SHAPIRO: And then yesterday he tweeted, our country is - all caps - FULL. Trump's comments were directed at Central American migrants. In other countries, far-right leaders are using the same phrase to reject people from Syria, North Africa and other parts of the world. Mark Hetfield is president and CEO of HIAS, the Jewish nonprofit organization that helps resettle refugees here in the U.S. Welcome to ALL THINGS CONSIDERED.

MARK HETFIELD: Thank you, Ari.

SHAPIRO: That line, our country is full, has a particular resonance for Jews. What echoes do you hear in that phrase?

HETFIELD: Well, we hear echoes dating back to 1921 when the door was slammed shut on people who were fleeing persecution. And we hear echoes from the saint - voyage of the St. Louis, which coincidentally occurred 80 years ago next month when that ship was turned away.

SHAPIRO: For people who aren't familiar with the St. Louis, we're talking about 1939. This was a ship carrying Jewish refugees that was turned back from the United States.

HETFIELD: Yeah, absolutely - to Germany, originally. And then they ended up distributing many of them in other - many of the 937 passengers who were sent back - to other European countries. And over 250 of those perished.

SHAPIRO: We heard participants in the Republican Jewish Coalition cheering President Trump's remarks over the weekend. And President Trump has stressed his support for Israel. It doesn't seem that he was trying to echo rhetoric of the Holocaust, does it?

HETFIELD: Well, I don't want to make comparisons with the rhetoric of the Holocaust. But what I will say is that the entire system of asylum protection and refugee protection in this country and in the world was built on the ashes of the Holocaust to make sure that never again would people be trapped inside of a genocide or trapped inside of a country where they are facing persecution.

And so to hear him make those comments on Shabbat to the Republican Jewish Coalition that asylum is a scam and that our country is being invaded - the same word that the murderer used who went into the Tree of Life synagogue in Pittsburgh about people who are coming to this country - I mean, that was deeply offensive to us at HIAS.

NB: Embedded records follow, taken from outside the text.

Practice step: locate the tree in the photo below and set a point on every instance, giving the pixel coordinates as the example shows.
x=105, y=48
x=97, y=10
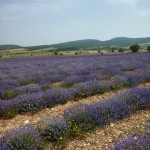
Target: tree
x=55, y=53
x=148, y=48
x=120, y=50
x=135, y=48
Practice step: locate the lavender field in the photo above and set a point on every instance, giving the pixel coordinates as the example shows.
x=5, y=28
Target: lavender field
x=33, y=84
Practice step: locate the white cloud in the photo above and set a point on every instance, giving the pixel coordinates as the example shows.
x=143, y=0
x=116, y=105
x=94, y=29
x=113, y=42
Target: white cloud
x=127, y=2
x=77, y=22
x=144, y=13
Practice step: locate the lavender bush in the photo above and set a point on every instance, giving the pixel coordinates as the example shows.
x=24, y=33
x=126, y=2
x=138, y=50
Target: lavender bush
x=104, y=112
x=139, y=142
x=30, y=88
x=136, y=98
x=58, y=96
x=78, y=117
x=25, y=138
x=91, y=87
x=53, y=128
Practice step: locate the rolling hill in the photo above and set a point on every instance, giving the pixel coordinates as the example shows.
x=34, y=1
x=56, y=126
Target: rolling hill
x=10, y=46
x=86, y=43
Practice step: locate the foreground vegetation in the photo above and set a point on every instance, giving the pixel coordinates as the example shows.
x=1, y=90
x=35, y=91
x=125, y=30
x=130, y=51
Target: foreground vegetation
x=29, y=85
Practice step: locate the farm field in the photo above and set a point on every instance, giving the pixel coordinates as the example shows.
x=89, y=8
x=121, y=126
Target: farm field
x=74, y=102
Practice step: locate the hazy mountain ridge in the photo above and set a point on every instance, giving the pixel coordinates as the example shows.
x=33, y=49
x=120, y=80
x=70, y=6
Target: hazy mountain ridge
x=86, y=43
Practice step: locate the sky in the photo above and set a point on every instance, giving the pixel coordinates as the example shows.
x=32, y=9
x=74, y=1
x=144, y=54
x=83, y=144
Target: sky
x=40, y=22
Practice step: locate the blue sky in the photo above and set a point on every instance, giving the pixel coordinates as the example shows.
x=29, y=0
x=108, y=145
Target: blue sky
x=36, y=22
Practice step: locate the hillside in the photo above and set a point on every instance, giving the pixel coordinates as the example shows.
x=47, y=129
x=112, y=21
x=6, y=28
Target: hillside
x=10, y=46
x=85, y=44
x=119, y=41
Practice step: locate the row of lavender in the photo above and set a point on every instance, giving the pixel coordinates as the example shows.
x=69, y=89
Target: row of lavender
x=81, y=118
x=33, y=102
x=36, y=74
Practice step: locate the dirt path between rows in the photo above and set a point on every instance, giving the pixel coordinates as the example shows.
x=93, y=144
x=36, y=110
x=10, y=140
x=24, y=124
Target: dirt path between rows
x=97, y=140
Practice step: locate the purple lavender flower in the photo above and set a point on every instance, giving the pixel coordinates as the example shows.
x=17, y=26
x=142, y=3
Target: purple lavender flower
x=53, y=128
x=138, y=142
x=25, y=137
x=136, y=98
x=58, y=96
x=104, y=112
x=30, y=88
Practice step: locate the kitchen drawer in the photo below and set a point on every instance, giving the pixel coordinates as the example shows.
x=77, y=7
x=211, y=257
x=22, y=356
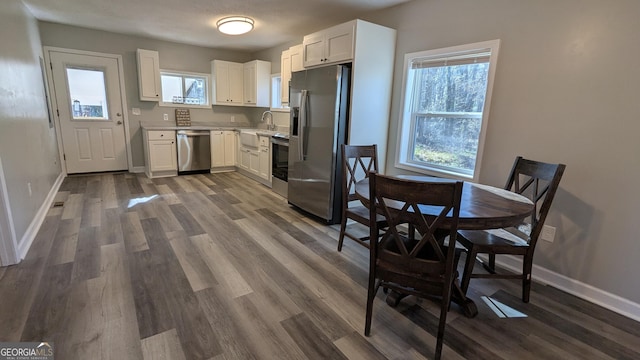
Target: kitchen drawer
x=161, y=134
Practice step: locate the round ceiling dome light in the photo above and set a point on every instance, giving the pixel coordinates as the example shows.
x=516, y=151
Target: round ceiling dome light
x=235, y=25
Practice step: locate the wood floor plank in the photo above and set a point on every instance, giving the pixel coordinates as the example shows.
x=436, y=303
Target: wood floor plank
x=220, y=312
x=65, y=242
x=163, y=346
x=47, y=311
x=86, y=264
x=73, y=207
x=194, y=267
x=219, y=265
x=196, y=335
x=134, y=237
x=354, y=347
x=311, y=339
x=187, y=221
x=112, y=274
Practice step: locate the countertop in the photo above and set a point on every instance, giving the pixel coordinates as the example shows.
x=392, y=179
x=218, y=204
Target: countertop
x=196, y=126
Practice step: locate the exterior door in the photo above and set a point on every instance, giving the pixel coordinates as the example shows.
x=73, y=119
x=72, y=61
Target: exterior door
x=89, y=103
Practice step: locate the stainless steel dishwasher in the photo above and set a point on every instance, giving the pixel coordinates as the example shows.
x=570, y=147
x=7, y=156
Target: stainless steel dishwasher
x=194, y=151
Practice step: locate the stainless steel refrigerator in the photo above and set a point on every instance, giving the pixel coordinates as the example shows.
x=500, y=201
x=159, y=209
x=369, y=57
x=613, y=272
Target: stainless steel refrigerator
x=319, y=102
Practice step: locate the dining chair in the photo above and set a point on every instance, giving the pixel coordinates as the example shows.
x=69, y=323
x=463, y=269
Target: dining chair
x=357, y=162
x=417, y=265
x=536, y=180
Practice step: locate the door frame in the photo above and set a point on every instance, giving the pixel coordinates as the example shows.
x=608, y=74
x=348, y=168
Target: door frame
x=8, y=246
x=54, y=105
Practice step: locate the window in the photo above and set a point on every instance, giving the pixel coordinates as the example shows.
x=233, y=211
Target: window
x=88, y=94
x=185, y=89
x=447, y=95
x=276, y=88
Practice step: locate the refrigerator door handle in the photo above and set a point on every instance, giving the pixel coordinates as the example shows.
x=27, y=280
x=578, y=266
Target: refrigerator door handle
x=304, y=98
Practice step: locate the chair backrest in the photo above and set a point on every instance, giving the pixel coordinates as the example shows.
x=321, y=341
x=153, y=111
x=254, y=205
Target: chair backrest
x=538, y=181
x=425, y=206
x=357, y=162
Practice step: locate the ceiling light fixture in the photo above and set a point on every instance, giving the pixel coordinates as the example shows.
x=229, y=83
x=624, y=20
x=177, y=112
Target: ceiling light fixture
x=235, y=25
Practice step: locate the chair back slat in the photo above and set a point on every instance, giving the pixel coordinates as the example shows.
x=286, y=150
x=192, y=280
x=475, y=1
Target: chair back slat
x=539, y=182
x=403, y=203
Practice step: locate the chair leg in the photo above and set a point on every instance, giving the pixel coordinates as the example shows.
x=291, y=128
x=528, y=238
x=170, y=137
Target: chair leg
x=343, y=228
x=468, y=268
x=371, y=295
x=526, y=278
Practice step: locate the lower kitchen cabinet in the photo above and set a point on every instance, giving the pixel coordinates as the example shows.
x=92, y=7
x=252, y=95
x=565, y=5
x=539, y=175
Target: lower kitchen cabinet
x=160, y=153
x=223, y=150
x=255, y=162
x=264, y=159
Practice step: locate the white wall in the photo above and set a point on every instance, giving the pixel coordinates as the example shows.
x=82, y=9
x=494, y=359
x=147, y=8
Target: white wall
x=566, y=90
x=173, y=56
x=28, y=146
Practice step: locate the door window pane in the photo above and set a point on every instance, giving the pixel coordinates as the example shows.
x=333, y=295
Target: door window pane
x=88, y=93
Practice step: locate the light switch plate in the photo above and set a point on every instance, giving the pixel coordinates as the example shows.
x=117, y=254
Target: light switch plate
x=548, y=233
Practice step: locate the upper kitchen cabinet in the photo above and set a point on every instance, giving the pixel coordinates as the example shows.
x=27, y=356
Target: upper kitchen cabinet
x=228, y=83
x=149, y=75
x=257, y=83
x=332, y=45
x=296, y=57
x=290, y=61
x=285, y=76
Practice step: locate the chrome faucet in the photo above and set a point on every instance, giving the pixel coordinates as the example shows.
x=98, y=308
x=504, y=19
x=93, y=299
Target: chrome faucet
x=270, y=125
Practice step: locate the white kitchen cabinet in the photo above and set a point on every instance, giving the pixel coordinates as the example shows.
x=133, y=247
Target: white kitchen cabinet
x=257, y=83
x=296, y=54
x=290, y=61
x=160, y=153
x=285, y=76
x=223, y=150
x=264, y=159
x=228, y=83
x=149, y=75
x=332, y=45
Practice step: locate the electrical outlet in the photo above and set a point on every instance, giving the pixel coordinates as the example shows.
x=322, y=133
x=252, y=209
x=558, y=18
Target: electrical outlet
x=548, y=233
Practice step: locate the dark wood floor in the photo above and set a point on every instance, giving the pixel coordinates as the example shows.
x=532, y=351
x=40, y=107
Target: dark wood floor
x=217, y=266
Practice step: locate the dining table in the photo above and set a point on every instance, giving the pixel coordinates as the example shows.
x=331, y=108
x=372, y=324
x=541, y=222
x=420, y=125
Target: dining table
x=482, y=207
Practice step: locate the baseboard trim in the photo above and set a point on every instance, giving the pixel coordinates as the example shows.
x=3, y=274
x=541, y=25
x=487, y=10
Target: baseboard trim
x=587, y=292
x=34, y=227
x=136, y=169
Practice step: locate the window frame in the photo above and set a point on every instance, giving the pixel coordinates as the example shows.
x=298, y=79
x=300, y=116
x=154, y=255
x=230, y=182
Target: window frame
x=275, y=99
x=183, y=74
x=407, y=122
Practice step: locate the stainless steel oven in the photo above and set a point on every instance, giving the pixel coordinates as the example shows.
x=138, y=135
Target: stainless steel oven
x=279, y=163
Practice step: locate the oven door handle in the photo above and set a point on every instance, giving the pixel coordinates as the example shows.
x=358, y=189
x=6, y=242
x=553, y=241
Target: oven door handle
x=280, y=142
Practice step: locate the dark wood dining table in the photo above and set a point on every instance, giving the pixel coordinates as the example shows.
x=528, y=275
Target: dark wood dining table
x=482, y=207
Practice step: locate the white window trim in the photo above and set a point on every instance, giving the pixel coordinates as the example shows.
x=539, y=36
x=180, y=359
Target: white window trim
x=187, y=73
x=282, y=107
x=405, y=127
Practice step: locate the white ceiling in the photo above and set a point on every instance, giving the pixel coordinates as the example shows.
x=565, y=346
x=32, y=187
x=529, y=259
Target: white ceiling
x=193, y=21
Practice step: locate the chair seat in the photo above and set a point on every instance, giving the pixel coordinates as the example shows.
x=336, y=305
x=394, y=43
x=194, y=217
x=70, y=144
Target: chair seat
x=361, y=214
x=493, y=237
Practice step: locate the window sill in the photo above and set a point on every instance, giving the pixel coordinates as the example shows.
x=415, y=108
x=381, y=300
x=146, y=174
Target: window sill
x=434, y=172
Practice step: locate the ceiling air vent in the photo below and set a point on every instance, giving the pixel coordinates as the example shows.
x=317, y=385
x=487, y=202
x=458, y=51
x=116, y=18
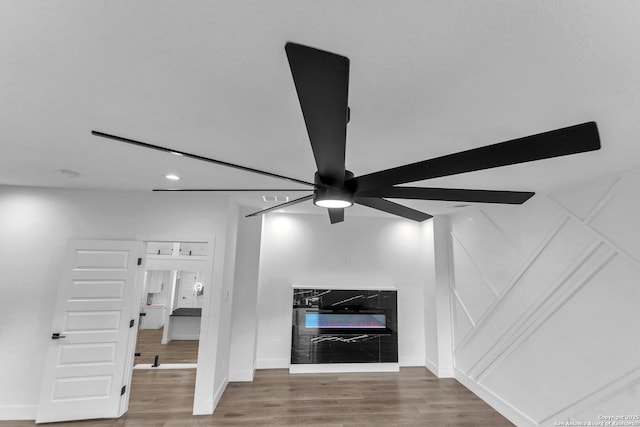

SHAPIRO: Your organization's mission is resettling refugees in the United States. So you're not a disinterested observer. Border crossings have nearly doubled over a year ago. Border Patrol caught almost a hundred thousand people entering the U.S. from Mexico last month, the highest number in more than a decade. So setting aside the echoes of the phrase our country is full, do you think there is any point where the number of people trying to come into the U.S. just becomes too great?

HETFIELD: Well, we have not come close to reaching that point. Instead, what's been happening is the machinery that's been developed to decide whether or not these people need protection has been totally broken. This administration - one of the first things that they did was they closed down the only legal route that Central American minors had to get to the United States. So now they're forced to take this route because they are running for their lives. The president wanted to build a wall for $5 billion. The budget of the immigration court system is less than a tenth of that per year.

SHAPIRO: OK.

HETFIELD: But he's not investing in that.

SHAPIRO: Mark Hetfield is president of HIAS, a Jewish nonprofit that resettles refugees in the United States. Thanks so much.